A million new tags in Faviki

September 19, 2008

Faviki is periodically synchronized with Wikipedia and now contains a little less than a million new tags –  around 300.000 new English tags and 669.600 new tags in other languages! That means that currently there are 5.6 million tags in Faviki – 2.7 million English and 2.9 million tags from other 13 languages.

Since the September release and the multi-language tagging feature, you can tag in 14 different languages, and now there are 30% more non-English tags. After English, the largest languages are German (397.8K) and French (388.5K). The fastest growing languages are Italian (51.5% growth) and Polish (44.1%).

Wikipedia/DBpedia growth (values in thousands)

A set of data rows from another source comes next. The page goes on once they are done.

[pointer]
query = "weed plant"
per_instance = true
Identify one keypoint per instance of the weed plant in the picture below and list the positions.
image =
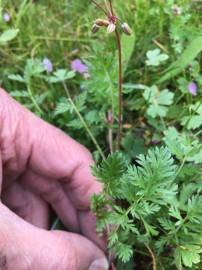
(53, 64)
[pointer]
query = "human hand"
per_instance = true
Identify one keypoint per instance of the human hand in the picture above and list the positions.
(41, 166)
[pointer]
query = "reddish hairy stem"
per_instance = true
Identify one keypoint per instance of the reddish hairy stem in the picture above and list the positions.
(100, 7)
(111, 7)
(120, 117)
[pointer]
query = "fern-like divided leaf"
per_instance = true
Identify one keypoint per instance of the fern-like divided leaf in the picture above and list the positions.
(150, 205)
(111, 170)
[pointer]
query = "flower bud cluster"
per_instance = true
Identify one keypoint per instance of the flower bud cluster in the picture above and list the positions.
(111, 25)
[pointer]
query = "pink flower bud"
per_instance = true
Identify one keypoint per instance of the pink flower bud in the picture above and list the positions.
(111, 28)
(102, 22)
(95, 28)
(126, 29)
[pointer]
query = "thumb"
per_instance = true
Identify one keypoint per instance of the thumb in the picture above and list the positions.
(83, 254)
(24, 246)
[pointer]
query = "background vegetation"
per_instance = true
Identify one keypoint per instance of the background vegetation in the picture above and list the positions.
(162, 106)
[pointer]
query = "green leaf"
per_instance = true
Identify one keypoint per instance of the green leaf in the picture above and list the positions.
(190, 255)
(8, 35)
(124, 251)
(19, 93)
(63, 106)
(33, 68)
(190, 53)
(158, 100)
(155, 58)
(61, 75)
(194, 120)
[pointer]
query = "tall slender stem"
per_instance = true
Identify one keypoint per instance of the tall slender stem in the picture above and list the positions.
(100, 7)
(33, 99)
(120, 117)
(111, 7)
(83, 122)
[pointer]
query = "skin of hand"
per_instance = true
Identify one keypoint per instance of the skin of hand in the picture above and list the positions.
(42, 166)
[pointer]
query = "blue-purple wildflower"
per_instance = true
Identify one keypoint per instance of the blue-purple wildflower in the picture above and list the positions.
(6, 17)
(48, 65)
(78, 66)
(192, 88)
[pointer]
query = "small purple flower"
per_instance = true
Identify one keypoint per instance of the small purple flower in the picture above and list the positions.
(155, 142)
(6, 17)
(48, 65)
(192, 88)
(79, 67)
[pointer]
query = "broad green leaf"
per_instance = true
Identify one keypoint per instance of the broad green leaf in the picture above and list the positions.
(63, 106)
(189, 54)
(158, 101)
(61, 75)
(19, 93)
(8, 35)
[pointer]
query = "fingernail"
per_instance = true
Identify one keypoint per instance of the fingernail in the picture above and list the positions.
(101, 264)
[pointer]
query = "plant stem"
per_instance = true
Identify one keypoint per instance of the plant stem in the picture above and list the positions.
(83, 122)
(120, 117)
(101, 8)
(111, 7)
(33, 99)
(153, 257)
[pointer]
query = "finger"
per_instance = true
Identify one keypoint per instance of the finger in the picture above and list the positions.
(52, 192)
(0, 174)
(49, 153)
(86, 256)
(27, 247)
(27, 205)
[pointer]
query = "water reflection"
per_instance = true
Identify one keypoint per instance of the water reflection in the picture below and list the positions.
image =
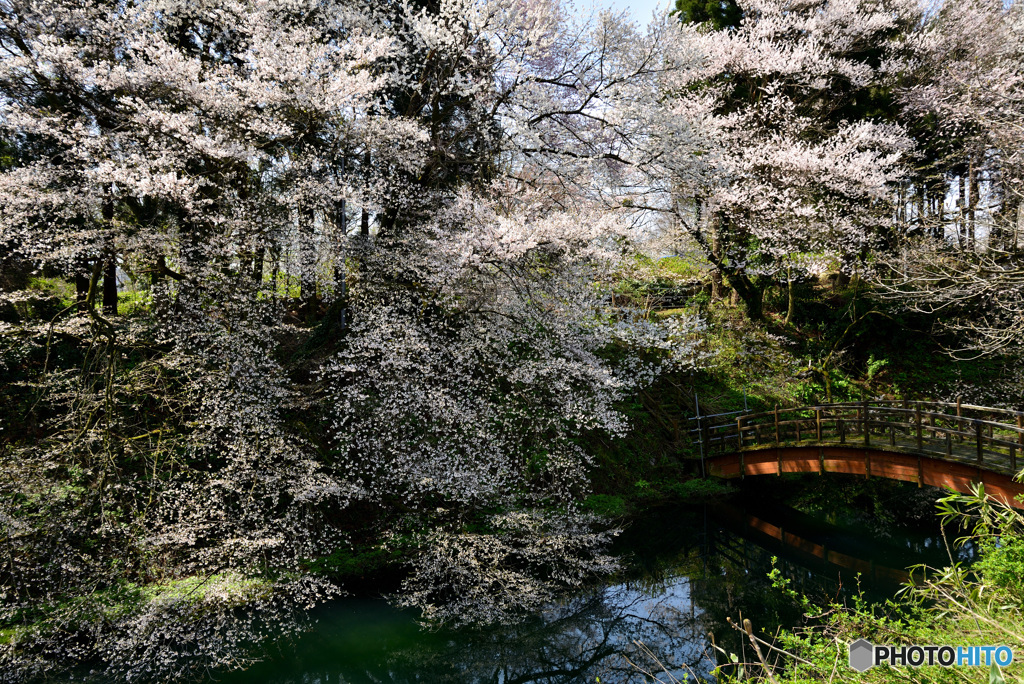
(691, 568)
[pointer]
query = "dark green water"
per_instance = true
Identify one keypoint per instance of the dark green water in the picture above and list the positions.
(689, 567)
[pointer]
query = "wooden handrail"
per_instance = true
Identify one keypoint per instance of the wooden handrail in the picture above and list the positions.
(982, 434)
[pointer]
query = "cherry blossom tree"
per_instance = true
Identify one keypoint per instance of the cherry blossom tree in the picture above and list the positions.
(790, 163)
(217, 151)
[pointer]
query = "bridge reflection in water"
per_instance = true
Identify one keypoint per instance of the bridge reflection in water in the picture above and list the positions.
(950, 445)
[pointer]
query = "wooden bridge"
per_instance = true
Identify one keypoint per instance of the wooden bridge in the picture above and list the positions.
(929, 442)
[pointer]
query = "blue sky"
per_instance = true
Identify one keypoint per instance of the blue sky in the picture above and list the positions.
(641, 8)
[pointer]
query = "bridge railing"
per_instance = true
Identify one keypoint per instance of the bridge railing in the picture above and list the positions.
(951, 431)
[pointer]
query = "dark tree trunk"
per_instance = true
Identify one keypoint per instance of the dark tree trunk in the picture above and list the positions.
(111, 286)
(81, 289)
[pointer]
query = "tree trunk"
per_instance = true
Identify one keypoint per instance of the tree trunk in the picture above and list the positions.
(257, 266)
(751, 294)
(307, 264)
(111, 286)
(790, 294)
(81, 290)
(111, 267)
(716, 275)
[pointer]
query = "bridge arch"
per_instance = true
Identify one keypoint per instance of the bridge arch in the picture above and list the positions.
(931, 443)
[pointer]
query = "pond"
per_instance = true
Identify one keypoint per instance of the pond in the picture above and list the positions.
(688, 568)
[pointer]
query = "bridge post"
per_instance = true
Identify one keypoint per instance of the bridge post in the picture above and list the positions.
(1020, 426)
(778, 440)
(867, 428)
(916, 419)
(979, 436)
(960, 420)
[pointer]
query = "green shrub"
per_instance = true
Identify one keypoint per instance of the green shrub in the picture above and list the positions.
(608, 506)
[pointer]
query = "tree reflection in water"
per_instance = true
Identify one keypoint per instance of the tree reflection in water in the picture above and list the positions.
(692, 568)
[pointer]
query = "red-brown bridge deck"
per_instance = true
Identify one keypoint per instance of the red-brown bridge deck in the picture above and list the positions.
(867, 462)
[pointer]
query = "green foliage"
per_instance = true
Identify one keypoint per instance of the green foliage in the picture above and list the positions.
(349, 563)
(609, 506)
(718, 14)
(698, 489)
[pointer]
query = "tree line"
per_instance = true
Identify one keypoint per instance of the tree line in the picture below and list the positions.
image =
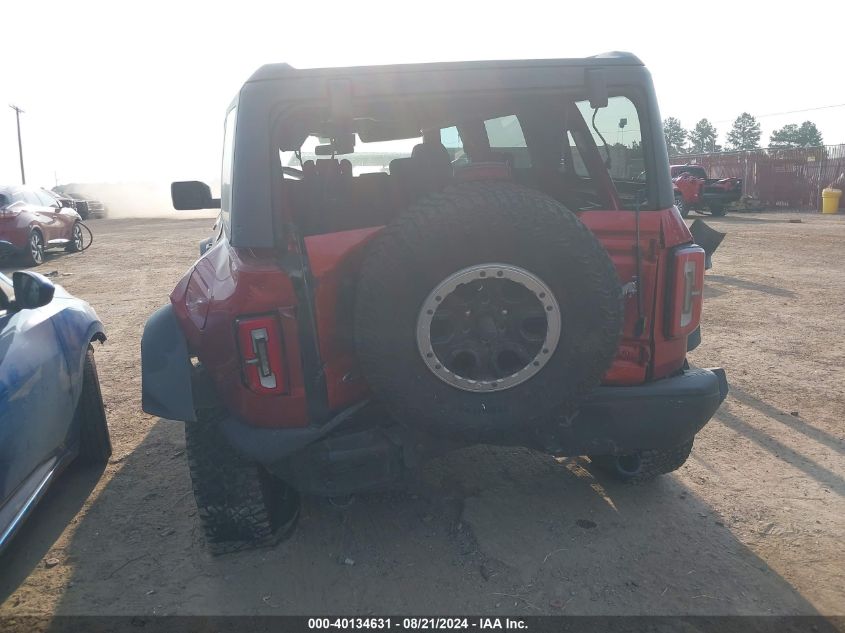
(744, 135)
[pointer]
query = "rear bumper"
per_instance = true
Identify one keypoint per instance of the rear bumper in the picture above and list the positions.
(612, 420)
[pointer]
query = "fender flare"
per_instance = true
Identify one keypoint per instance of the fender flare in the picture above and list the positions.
(166, 389)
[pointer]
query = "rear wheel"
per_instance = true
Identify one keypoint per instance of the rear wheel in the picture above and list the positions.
(94, 442)
(34, 254)
(643, 466)
(75, 244)
(241, 506)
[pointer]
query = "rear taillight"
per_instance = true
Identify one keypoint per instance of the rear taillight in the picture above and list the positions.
(686, 290)
(260, 343)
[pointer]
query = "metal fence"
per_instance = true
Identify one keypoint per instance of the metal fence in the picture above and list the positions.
(791, 178)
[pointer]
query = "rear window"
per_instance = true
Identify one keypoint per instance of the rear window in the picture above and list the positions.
(697, 172)
(505, 136)
(368, 158)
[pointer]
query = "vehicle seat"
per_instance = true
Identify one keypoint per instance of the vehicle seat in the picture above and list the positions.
(428, 169)
(326, 194)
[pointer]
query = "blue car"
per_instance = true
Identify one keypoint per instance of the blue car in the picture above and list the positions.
(51, 410)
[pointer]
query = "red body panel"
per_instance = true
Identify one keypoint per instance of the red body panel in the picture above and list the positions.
(227, 284)
(17, 223)
(690, 188)
(239, 284)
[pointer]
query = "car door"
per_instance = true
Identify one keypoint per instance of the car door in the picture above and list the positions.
(36, 401)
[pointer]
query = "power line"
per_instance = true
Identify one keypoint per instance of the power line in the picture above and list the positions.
(760, 116)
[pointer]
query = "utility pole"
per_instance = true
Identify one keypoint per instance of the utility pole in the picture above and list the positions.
(18, 113)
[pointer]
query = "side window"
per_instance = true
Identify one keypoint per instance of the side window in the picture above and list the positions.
(619, 126)
(614, 132)
(451, 139)
(505, 135)
(228, 162)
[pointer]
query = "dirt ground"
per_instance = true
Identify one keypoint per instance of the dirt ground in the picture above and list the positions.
(753, 524)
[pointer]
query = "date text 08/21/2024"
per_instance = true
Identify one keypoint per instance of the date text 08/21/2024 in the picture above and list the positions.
(417, 624)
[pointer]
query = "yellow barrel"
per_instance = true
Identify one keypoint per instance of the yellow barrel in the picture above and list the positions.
(830, 200)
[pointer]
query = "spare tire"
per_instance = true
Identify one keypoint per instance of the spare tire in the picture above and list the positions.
(485, 308)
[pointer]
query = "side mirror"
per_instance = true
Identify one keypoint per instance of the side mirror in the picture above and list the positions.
(191, 195)
(32, 290)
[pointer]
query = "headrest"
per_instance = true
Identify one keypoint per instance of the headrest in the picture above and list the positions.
(483, 171)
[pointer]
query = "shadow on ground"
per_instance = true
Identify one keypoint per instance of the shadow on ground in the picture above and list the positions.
(744, 284)
(485, 530)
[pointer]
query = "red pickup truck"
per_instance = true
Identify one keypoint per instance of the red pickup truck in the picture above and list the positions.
(694, 191)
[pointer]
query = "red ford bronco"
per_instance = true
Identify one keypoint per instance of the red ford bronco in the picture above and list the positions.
(411, 259)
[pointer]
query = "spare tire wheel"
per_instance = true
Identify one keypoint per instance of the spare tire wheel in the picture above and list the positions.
(485, 308)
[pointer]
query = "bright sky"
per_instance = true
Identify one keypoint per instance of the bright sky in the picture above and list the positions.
(118, 91)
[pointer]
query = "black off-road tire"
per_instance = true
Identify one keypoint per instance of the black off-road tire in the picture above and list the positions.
(643, 466)
(94, 441)
(241, 506)
(464, 226)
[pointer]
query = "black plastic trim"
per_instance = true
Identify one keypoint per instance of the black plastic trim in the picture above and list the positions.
(612, 420)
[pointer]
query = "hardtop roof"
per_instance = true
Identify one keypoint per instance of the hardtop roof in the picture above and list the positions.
(270, 72)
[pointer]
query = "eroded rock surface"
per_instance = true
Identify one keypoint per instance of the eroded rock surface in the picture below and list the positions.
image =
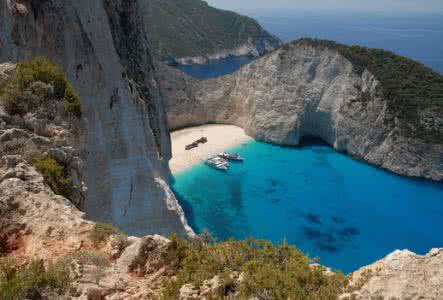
(103, 50)
(303, 90)
(400, 275)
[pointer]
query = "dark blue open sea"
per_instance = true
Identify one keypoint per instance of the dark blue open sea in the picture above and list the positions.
(343, 211)
(419, 37)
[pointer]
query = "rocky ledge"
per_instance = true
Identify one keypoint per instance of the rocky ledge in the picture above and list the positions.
(314, 88)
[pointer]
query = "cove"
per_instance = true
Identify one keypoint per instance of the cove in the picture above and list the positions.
(215, 68)
(347, 213)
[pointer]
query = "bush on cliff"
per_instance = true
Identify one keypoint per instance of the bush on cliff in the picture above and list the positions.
(31, 280)
(20, 95)
(269, 272)
(53, 173)
(102, 232)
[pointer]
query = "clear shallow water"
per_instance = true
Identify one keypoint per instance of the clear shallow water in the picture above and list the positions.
(345, 212)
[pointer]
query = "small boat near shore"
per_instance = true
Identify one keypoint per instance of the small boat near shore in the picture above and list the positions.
(218, 163)
(231, 156)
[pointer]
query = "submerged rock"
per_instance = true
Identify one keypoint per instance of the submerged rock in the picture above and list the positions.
(309, 88)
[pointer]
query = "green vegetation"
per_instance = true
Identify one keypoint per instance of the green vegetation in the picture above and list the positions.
(30, 280)
(35, 82)
(410, 88)
(269, 272)
(181, 28)
(102, 232)
(53, 173)
(94, 258)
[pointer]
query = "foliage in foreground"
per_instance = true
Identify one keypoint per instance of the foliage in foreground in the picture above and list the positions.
(53, 173)
(31, 280)
(269, 272)
(34, 82)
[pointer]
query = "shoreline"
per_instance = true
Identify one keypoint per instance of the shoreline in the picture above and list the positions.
(220, 138)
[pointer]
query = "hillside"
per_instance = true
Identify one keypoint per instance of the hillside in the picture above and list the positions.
(371, 104)
(192, 28)
(411, 89)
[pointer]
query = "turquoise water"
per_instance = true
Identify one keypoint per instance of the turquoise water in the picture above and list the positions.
(330, 206)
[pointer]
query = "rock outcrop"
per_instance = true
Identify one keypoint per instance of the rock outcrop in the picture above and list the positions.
(400, 275)
(308, 90)
(104, 52)
(192, 32)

Language DBpedia 3.0* DBpedia 3.1** growth growth (%)
English 2400.0 2700.0 300.0 12.50%
German 335.3 397.8 62.5 18.64%
French 293.4 388.5 95.1 32.41%
Italian 190.7 288.9 98.2 51.49%
Dutch 223.0 288.3 65.3 29.28%
Polish 179.7 259.0 79.3 44.13%
Portuguese 178.7 248.3 69.6 38.95%
Spanish 171.5 228.9 57.4 33.47%
Japanese 164.6 202.3 37.7 22.90%
Russian 117.1 153.6 36.5 31.17%
Swedish 135.5 147.6 12.1 8.93%
Finnish 96.1 115.0 18.9 19.67%
Norwegian 86.9 104.5 17.6 20.25%
Chinese 83.3 102.7 19.4 23.29%
Total (without Eng) 2255.8 2925.4 669.6 29.68%
Total (with Eng) 4655.8 5625.4 969.6 20.83%

* Jan 08, Japanese version was built in November 2007

** Jun & July 08

Number of non-English tags (values in thousands)

Non-English tags growth

Faviki uses the information about tags from DBpedia datasets. DBpedia extracts structured data from Wikipedia, which is constantly growing.  Last release – DBpedia 3.1 has been released recently, marking an increase of 27% over the previous version. The downloads are provided as N-Triples and in CSV format on this page.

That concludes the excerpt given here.